This is the design document for the Hermes Engine.
The Hermes bytecode generator is responsible for translating the Hermes high-level IR into Hermes bytecode. This section only describes the generation of the opcode stream, not the whole bundle file format that is described in a separate document.
The bytecode is a register-based bytecode. The number of registers is infinite, but there are some restrictions on the registers. For example, registers that are allocated to call instructions must be consecutive, and most instructions only accept an 8-bit register index.
The first phase of bytecode generation is lowering of some instructions to target-specific instructions. Next, the register allocator allocates registers for each instruction in the lowered IR. Notice that the Hermes IR has a single return value per instruction. We model multiple return values or in-out variables using alloc-stack instructions.

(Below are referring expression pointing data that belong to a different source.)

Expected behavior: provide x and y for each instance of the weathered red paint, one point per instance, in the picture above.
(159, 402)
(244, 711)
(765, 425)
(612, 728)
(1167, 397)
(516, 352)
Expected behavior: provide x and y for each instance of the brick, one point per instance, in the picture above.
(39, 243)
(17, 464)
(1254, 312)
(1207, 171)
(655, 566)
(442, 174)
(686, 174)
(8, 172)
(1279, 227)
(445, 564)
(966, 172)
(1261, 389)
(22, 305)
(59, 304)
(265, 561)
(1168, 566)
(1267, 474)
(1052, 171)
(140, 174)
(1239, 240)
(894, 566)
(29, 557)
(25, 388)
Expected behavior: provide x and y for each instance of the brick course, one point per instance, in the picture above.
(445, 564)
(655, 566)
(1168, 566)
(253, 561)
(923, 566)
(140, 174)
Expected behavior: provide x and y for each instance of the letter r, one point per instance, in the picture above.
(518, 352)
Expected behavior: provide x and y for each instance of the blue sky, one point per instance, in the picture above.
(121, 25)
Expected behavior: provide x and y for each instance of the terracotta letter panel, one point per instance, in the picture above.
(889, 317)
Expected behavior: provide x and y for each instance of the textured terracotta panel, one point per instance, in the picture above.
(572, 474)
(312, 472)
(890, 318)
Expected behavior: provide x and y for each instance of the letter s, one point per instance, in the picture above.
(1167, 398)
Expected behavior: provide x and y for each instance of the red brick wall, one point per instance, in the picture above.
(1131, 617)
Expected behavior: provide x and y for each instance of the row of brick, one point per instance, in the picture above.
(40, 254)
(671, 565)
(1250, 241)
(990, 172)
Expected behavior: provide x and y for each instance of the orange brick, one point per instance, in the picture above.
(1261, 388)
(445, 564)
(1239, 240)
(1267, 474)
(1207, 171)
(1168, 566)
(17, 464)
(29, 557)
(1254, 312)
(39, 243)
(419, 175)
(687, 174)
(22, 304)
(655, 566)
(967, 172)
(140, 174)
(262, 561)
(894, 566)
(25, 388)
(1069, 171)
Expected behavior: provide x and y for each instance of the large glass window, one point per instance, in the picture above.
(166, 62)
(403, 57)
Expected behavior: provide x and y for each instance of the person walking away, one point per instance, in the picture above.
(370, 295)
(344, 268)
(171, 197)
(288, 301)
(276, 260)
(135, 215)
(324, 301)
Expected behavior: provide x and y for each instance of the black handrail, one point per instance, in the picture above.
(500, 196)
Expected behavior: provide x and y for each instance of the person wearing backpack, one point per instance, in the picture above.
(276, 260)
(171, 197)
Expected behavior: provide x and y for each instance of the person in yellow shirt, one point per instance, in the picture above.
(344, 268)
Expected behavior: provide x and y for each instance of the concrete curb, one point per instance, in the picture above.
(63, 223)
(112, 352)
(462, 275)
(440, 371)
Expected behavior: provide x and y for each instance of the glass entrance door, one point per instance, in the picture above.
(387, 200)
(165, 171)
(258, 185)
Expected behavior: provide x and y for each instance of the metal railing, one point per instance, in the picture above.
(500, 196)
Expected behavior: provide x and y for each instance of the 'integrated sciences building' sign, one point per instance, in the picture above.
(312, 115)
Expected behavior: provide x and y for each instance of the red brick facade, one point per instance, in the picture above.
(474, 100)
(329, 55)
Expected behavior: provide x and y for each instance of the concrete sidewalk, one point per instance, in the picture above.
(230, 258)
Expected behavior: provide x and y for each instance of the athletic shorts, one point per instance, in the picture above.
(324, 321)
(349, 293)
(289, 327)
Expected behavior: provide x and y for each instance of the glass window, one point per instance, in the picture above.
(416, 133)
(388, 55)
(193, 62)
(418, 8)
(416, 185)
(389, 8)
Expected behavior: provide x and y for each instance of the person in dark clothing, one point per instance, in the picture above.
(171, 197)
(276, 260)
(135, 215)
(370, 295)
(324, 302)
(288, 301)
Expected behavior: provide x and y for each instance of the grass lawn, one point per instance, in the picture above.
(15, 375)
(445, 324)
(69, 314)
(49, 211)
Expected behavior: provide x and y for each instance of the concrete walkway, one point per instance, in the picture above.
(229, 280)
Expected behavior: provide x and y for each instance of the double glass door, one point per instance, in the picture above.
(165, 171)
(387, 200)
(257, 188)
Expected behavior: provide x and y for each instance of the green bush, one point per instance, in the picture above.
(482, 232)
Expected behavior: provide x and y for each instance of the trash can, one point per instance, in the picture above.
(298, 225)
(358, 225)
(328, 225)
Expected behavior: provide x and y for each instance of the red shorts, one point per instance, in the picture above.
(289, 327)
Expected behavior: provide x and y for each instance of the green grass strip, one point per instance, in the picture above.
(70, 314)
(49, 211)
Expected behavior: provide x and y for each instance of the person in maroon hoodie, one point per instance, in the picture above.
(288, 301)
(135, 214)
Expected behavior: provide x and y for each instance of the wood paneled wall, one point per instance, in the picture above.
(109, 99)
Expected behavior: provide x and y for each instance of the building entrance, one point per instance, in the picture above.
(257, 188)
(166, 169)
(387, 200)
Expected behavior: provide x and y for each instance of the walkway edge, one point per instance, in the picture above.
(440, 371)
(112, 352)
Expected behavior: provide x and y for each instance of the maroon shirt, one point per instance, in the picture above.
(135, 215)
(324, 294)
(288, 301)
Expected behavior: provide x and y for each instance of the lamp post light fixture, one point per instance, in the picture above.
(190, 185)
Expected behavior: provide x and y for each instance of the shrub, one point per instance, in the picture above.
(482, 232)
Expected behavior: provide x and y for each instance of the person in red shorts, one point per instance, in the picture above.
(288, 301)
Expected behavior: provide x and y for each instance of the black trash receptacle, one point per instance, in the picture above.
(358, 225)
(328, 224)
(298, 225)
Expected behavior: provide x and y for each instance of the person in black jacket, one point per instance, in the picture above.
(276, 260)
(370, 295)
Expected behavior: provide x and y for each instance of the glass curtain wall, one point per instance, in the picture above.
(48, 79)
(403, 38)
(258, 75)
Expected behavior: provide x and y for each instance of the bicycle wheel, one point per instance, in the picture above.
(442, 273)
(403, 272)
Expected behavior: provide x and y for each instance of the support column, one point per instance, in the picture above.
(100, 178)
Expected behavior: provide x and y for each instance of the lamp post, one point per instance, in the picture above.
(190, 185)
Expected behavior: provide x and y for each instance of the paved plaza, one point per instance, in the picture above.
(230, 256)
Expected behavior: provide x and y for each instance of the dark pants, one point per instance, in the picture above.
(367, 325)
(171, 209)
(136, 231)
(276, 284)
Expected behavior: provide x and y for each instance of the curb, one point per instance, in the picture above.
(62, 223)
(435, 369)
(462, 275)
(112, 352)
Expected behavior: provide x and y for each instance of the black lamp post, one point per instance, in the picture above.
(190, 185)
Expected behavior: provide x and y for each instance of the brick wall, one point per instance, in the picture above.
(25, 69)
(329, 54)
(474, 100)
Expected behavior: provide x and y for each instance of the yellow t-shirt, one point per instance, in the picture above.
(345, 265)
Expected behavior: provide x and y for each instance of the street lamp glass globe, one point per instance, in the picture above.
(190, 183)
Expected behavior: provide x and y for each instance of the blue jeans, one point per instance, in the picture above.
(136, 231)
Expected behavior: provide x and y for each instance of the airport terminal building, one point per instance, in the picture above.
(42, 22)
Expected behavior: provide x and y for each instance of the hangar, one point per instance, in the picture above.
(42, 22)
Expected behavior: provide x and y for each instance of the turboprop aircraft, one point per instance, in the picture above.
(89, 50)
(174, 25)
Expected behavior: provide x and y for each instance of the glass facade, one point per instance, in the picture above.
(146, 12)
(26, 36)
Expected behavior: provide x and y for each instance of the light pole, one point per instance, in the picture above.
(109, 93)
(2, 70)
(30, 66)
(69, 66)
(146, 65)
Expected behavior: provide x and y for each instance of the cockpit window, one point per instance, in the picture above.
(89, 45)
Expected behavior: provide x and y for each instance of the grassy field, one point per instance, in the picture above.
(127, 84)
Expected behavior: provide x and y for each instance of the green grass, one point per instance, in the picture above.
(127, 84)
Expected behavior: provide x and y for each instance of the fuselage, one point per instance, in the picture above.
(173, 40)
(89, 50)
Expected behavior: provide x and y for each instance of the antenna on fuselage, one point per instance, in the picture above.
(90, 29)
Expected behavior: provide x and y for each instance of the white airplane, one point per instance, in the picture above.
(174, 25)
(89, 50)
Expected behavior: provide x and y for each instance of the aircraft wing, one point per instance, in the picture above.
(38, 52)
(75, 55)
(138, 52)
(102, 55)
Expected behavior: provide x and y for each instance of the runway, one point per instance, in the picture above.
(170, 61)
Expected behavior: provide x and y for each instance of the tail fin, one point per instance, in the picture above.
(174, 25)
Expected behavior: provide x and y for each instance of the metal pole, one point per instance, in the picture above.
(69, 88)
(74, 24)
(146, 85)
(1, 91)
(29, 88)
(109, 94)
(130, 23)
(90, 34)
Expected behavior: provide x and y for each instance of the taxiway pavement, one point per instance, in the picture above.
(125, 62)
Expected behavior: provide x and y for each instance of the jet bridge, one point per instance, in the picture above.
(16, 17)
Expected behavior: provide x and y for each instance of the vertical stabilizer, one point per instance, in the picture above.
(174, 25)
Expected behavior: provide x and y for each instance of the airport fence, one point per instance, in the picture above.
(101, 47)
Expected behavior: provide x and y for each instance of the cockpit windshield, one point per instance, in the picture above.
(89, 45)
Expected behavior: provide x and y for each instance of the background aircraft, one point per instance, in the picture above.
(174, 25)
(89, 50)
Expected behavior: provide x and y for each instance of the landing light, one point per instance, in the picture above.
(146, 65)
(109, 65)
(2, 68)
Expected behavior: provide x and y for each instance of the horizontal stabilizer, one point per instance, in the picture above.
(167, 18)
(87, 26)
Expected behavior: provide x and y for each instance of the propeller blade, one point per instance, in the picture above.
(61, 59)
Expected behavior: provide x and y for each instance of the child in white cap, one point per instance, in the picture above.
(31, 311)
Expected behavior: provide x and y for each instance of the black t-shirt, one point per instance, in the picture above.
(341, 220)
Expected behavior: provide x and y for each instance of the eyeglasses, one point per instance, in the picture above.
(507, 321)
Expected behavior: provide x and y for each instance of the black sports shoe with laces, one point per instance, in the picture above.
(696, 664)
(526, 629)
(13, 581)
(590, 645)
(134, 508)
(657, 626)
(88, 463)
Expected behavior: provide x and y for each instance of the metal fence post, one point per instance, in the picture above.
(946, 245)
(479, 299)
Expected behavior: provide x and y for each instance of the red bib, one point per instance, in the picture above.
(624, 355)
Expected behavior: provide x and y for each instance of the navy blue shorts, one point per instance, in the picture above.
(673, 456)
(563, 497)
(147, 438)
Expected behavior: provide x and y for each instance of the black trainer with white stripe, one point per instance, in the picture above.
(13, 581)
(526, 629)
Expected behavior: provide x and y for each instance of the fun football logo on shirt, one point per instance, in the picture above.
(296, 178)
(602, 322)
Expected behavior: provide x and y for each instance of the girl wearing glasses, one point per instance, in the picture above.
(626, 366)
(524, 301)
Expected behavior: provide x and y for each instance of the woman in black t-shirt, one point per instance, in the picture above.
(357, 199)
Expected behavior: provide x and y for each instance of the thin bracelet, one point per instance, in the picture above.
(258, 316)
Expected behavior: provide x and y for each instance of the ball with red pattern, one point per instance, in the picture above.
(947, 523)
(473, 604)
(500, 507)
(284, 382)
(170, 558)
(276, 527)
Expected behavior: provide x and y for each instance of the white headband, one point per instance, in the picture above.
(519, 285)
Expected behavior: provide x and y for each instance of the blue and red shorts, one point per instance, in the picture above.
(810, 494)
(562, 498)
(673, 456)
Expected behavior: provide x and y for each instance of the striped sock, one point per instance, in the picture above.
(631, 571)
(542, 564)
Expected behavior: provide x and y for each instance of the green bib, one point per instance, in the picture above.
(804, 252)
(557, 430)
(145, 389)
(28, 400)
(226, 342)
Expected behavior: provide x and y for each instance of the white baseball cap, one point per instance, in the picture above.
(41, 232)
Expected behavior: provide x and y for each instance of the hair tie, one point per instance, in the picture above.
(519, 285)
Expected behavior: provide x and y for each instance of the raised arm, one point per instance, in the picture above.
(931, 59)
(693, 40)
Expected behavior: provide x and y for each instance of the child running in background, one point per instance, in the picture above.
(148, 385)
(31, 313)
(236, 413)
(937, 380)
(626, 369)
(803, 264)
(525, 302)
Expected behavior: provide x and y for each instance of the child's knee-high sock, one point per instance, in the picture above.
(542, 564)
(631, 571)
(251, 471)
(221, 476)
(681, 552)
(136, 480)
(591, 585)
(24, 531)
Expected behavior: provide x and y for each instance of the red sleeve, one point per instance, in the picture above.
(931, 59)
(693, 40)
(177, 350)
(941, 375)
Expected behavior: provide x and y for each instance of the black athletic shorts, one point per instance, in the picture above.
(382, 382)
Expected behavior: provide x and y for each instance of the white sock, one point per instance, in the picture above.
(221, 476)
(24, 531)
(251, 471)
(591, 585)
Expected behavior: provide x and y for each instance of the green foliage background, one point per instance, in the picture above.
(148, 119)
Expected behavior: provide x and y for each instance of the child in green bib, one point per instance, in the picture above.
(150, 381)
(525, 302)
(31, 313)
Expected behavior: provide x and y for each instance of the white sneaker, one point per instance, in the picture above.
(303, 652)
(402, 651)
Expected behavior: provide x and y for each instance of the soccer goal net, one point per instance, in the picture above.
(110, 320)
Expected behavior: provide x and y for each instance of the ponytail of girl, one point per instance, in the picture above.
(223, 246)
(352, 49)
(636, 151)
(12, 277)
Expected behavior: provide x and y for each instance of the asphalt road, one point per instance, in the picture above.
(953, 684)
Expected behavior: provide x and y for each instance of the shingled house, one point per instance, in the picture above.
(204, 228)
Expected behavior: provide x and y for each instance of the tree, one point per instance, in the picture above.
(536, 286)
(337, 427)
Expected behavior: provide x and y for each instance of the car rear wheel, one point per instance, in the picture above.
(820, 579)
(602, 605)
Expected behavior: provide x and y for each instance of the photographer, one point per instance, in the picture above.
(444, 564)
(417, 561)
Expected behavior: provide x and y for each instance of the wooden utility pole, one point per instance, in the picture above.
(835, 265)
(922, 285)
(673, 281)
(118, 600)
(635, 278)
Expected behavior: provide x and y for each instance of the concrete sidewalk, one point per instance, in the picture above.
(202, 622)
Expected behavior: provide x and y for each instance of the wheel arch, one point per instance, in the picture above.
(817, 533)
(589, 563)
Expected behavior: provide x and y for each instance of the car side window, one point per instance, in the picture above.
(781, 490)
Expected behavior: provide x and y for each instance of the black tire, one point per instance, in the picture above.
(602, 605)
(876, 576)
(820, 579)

One interesting design decision here is that register allocation happens on the IR prior to instruction selection. Performing register allocation prior to lowering is often done in JIT compilers where the lowering phase is trivial and close to a 1:1 translation between high-level IR and the low-level target IR. The lowered Hermes IR is very close to the bytecode format with a few exceptions: the handling of variables, the representation of constants and the representation of stack-allocated variables. Stack allocated registers are implemented as values that are pinned into a specific registers (at least during the lifetime of the stack allocation). Load/Store instructions from the stack allocation values are lowered into MOV instructions.
The current register allocation implementation is a very simple linear scan. The allocation has four main steps. First, we number the instructions in the functions, and traverse the basic blocks in the function in reverse-post-order scan. Second, we calculate the liveness graph of the result of each instruction in the function. We propagate this information across the function with a simple data-flow scan. Third, we calculate the liveness interval of each instruction. Finally, we scan the instructions in the function one by one and assign registers. We maintain a list of currently live intervals that correspond to the register file. We represent the register file with a simple bit vector and prefer to allocate registers from the beginning of the file. When we run out of registers we simply allocate new registers. When we reach instructions that require target-specific handling we call the backend to fill in the details. For example, the Hermes backend handles call instructions in a special way. At the moment we do not coalesce values and our PHI nodes generate two MOVs.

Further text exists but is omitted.